Bake the Book
St John Eccles Cakes

[Photograph: Jason Lowe]

Eccles cakes, named after the English town of Eccles, are small, round cakes made of flaky pastry and stuffed with currants. These Nose to Tail Eccles cakes are much the same, except they use buttery puff pastry to cuddle the currants.

Excerpted from Nose to Tail by Fergus Henderson (Ecco). Copyright © 2013. Photographs by Jason Lowe.

About This Recipe

Yield: makes a dozen cakes
Active time: 20 minutes, or 1-2 hours if making puff pastry
Total time: 50 minutes, or overnight if making puff pastry

Ingredients

  • 1 3/4 ounces unsalted butter
  • Scant 4 ounces dark brown sugar
  • 7 3/4 ounces currants
  • 1 tsp ground allspice
  • 1 tsp ground nutmeg
  • 3 egg whites, beaten with a fork
  • Shallow bowl of caster sugar
  •  
  • Puff Pastry
  • 1 pound 2 ounces strong white flour
  • 2 tsp sea salt
  • 4 1/2 ounces cold unsalted butter, diced, plus 1 cup cold unsalted butter
  • 1 cup cold water
  • 2 tsp white wine vinegar

Procedures

  1. Make the puff pastry: Sift the flour into a bowl, then add the salt and the diced butter. Rub the butter in with your fingertips until the mixture looks like breadcrumbs. Add the water and vinegar, and mix to a firm paste. Shape into a ball, wrap in cling film, and leave in the fridge overnight.

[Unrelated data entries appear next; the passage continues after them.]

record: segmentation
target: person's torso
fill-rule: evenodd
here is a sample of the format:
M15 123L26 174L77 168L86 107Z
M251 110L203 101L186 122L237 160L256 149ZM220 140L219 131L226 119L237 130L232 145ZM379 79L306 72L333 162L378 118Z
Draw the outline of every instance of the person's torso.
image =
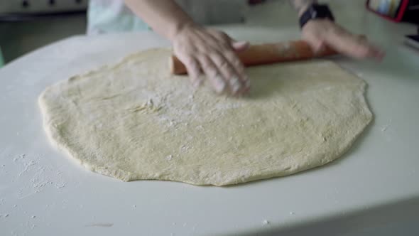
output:
M205 24L244 21L246 0L175 0L196 22ZM90 0L88 33L147 30L148 26L128 9L123 1Z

  2. The next day, take the pastry out of the fridge and leave it to soften for 1-2 hours. The remaining butter should be at the same temperature as the pastry (if the butter is too soft it will melt and ooze out of the pastry, whereas if it is too hard it will break out of the pastry and ruin your puff). A good way to achieve the correct temperature is to put the butter between a couple of sheets of baking parchment (or re-use your butter wrappers), beating with a rolling pin to soften it.

  3. When the butter and pastry are ready, roll out your pastry. First roll it into a square, then roll out each side in turn to extend the square into a cross. Leave the center thick, keeping the ends and sides square. Place the butter in the center of the pastry, molding it to the right size if necessary. Then wrap the arms of your cross over and around the butter: start by putting the left arm over the butter, then the right arm over the first arm, next the top and finally the bottom arm. The four arms of your cross should add up to the same thickness as the center of the pastry. Now you have butter in a pastry package.

  4. Turn your pastry so the top seam is on the right-hand side and roll it out on a floured surface into a rectangle about 8 inches wide and 28 inches long. Brush the excess flour off, then fold the rectangle in three, like a letter, with one end of the rectangle to the center and the other end over this. Give the pastry a quarter turn, so the seam is on the right-hand side, then roll out and fold again. Wrap in plastic wrap and leave to rest in the fridge for about 4 hours. Repeat twice more, so you have rolled out the pastry and butter six times, resting it after every two turns. Finally, wrap it in plastic wrap and store in the fridge until ready to use. It also keeps well in the freezer.

  5. To make the filling, melt the butter and sugar together, then add them to the dry ingredients, mix well, and then leave to cool before using.

  6. Roll the puff pastry out to 1/3-inch thick and cut circles approximately 3 1/2 inches in diameter. Onto these spoon a blob of your filling mixture in the center of the circle, and pull up the sides of the pastry to cover the filling. Seal it with your fingers, then turn it over and slash the top. Paint the top with the egg white, then dip it into the sugar. The Eccles cakes are now ready to bake for 15 to 20 minutes in a hot to medium oven; keep an eye on them so that they don't burn. They can be eaten hot or cold and, as I mentioned earlier, are particularly marvelous when eaten with Lancashire cheese.

  7. The reason we slash the top of the Eccles cake three times is for the Holy Trinity (well, that's what I have been told).